Our client had engaged a New York law firm to bring a contingency claim against a large energy company. The claim resulted in a settlement under which our client recovered coal reserves and resources in Central Appalachia, along with an operating coal company burdened with substantial liabilities. Pursuant to the terms of our client’s contingency agreement with the New York law firm, an American Arbitration Association arbitration panel was to value the properties recovered in settlement, with the contingency to be calculated based on that value. The client and the law firm valued the property at significantly different amounts, however, and if the law firm’s value had been accepted by the arbitration panel, the client would have owed tens of millions of dollars in contingency payments to the law firm.
The client hired Frost Brown Todd (FBT) to defend its valuation at the arbitration.
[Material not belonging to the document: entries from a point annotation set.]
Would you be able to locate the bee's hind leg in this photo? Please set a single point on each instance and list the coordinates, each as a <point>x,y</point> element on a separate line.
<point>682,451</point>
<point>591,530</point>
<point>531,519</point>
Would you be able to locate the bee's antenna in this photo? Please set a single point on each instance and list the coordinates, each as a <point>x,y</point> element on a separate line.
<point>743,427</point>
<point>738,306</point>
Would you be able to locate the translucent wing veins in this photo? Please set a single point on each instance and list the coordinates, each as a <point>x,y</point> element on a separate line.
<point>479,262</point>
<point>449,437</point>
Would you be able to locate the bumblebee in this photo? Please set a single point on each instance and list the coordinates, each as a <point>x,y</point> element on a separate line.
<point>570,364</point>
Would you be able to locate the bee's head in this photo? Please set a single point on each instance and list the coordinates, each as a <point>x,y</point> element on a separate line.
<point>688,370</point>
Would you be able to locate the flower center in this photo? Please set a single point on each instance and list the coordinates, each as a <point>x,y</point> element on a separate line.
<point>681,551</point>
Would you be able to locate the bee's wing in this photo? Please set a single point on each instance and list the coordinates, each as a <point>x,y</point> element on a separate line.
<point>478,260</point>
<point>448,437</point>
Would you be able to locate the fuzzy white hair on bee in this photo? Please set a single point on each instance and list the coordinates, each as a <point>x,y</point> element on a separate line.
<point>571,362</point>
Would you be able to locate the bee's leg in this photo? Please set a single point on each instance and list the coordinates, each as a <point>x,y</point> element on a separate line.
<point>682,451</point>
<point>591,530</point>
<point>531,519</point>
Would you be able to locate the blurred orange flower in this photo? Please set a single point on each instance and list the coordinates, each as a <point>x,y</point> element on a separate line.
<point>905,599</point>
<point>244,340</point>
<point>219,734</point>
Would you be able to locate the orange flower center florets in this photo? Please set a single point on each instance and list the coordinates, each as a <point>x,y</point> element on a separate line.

FBT’s trial team, led by Barry Hunter, hired numerous coal experts, geologists, engineers and economists to support the client’s valuation of the acquired assets. This effort required geological analysis of the amount and quality of the coal reserves and resources; engineering analysis of the costs of mining; economic analysis of the projected coal sales prices at which the coal could be mined; and a valuation of liabilities, including reclamation, union pension, negative working capital, and other factors that burdened the operating coal company acquired in settlement. Each of these issues was hotly contested at a two-week arbitration hearing.
The arbitration panel valued the assets at an amount which yielded a contingency award of only a small fraction of what the New York law firm was demanding in settlement and far less than the amount of the firm’s fees based on its hourly rates.